# *RFUK egg count!*



## connor 1213 (Apr 6, 2009)

rfuk egg count

just having one of these boring days again so it got me thinking.

then i was thinking about the reptile breeding and eggs and stuff and was just wondering how many eggs rfuk has or have this year?

so its easy:

just put how many eggs your pets have or had so far this year?


----------



## connor 1213 (Apr 6, 2009)

one big fat 0

unfortunately,

think im might do some breeding next year.


----------



## SNAKEWISPERA (Aug 27, 2007)

We are on about 80 so far


----------



## connor 1213 (Apr 6, 2009)

SNAKEWISPERA said:


> We are on about 80 so far



thats quite alot lol


i take it your rich lol


----------



## SNAKEWISPERA (Aug 27, 2007)

connor 1213 said:


> thats quite alot lol
> 
> 
> i take it your rich lol


Yep, Super rich.: victory:


----------



## kaimarion (Dec 31, 2007)

So far I've had 31 this year .


----------



## connor 1213 (Apr 6, 2009)

kaimarion said:


> So far I've had 31 this year .


what species?


----------



## R3PTIL1AN (Jun 27, 2010)

12 corn
22 carpets
18 GTP
and about 26 boa babys :no1:

TOTAL: 78 woop woop


----------



## eddygecko (Feb 14, 2007)

4. All yet to hatch, taking soooo long!


----------



## fishboy (Aug 7, 2007)

9, due to hatch next week. :2thumb:


----------



## radicaldave (Sep 25, 2009)

Not done much breeding this year as im changing breeding plans / stock.

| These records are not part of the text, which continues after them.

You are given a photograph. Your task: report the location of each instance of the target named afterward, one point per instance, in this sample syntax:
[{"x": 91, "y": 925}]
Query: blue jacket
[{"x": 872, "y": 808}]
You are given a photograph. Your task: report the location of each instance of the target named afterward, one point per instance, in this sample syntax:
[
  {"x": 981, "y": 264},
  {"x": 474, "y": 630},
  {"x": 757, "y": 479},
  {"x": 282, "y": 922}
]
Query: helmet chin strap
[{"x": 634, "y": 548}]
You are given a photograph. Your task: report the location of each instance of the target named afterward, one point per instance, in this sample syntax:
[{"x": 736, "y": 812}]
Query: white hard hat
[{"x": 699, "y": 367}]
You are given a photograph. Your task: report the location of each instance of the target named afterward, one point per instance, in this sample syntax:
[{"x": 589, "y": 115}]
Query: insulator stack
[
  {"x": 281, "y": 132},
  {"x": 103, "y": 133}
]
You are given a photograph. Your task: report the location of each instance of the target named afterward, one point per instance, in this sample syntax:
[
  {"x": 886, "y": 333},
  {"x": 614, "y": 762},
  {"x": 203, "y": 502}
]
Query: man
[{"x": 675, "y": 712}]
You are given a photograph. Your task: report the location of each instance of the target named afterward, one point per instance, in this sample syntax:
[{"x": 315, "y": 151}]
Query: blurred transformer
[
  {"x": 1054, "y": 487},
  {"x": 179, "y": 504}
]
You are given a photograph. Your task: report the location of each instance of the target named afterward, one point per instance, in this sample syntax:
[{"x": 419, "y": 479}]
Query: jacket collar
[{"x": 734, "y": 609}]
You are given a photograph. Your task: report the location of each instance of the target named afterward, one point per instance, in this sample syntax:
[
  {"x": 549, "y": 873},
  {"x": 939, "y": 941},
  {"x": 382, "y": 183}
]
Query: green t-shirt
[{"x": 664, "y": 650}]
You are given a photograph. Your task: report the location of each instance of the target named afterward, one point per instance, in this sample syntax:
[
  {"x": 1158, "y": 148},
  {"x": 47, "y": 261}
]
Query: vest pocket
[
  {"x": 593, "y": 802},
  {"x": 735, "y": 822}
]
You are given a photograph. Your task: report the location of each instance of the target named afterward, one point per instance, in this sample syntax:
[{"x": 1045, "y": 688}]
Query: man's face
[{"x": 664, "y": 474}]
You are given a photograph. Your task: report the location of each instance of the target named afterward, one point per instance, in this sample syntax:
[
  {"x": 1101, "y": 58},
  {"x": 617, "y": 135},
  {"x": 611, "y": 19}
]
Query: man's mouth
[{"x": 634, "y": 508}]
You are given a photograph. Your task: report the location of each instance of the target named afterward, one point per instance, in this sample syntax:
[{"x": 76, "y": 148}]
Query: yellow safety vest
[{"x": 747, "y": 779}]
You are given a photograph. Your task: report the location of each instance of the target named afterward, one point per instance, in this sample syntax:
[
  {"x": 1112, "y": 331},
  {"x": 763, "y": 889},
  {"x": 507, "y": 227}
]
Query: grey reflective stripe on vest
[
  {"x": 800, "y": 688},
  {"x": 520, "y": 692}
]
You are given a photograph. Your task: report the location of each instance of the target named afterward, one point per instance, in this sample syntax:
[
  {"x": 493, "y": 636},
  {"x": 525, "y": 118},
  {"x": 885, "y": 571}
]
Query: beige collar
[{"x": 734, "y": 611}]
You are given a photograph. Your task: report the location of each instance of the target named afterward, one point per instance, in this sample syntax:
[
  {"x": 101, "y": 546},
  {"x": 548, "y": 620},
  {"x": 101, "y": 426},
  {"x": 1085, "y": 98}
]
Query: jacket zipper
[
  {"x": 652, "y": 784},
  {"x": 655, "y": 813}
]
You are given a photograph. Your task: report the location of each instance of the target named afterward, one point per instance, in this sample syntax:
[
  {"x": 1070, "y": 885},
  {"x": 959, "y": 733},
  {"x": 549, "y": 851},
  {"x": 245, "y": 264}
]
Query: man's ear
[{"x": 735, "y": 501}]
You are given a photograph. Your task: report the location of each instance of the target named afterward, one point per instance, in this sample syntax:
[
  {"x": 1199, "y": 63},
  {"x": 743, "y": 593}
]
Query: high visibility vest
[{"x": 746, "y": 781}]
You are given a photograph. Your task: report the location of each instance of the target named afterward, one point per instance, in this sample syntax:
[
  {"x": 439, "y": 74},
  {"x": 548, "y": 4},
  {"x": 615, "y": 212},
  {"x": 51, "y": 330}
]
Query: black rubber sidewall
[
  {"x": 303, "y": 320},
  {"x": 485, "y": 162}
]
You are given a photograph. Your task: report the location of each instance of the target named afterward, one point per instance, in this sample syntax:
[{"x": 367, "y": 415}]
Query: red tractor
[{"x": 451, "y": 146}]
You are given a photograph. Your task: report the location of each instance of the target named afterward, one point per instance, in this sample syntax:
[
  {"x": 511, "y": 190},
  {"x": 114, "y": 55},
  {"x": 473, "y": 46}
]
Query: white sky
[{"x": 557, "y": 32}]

30 corn eggs - 6 just out more heads pipping.


----------



## kaimarion (Dec 31, 2007)

connor 1213 said:


> what species?


Only leos at the moment still hoping for some royal and BD eggs.
Just got another 2 eggs and found another 2 have just hatched .


----------



## Gemstone Dragons (Jul 29, 2009)

I have 35 beardie eggs and 1 crestie egg not yet hatched.


----------



## vetdebbie (Jan 4, 2008)

I think we had about 250, but a few have hatched and another couple laid, so no idea any more!


----------



## emma90 (Jan 28, 2010)

2 leo eggs, only breed two females as its my first time breeding. looks like only one of them did the deed though.


----------



## snakewhisperer (Nov 13, 2009)

14 grey rat snake eggs that started hatching this morning after only 50 days!


----------



## andy123 (Oct 23, 2008)

28 corn eggs which all went bad, first time mom
23 corn eggs about 8have gone bad
4 cresty eggs + 2 hatchlings: victory:


----------



## jonodrama (May 7, 2009)

3 leo eggs cooking----high-yellow x normal

chuffed to bits if they hatch..never bred anything apart from stick insects when i was 7 oh and my son:whistling2:


----------



## Alon93 (Jul 5, 2010)

First year breeding something, 2 eggs from leopard geckos and 7 from my female tortoise.


----------



## RepBex (Jan 17, 2008)

12 five of which have hatched :mf_dribble:


----------



## kettykev (May 15, 2009)

12 normal corns
11 normal Bulls (9 slugs earlier in year)


----------



## Zoo-Man (Apr 12, 2008)

Currently 7 Horsfield Tortoise eggs from 2 of my females, with 2 more females to lay :2thumb:


----------



## Naughty2nice (Apr 16, 2009)

13 corn eggs (5 went bad so 8 left)


----------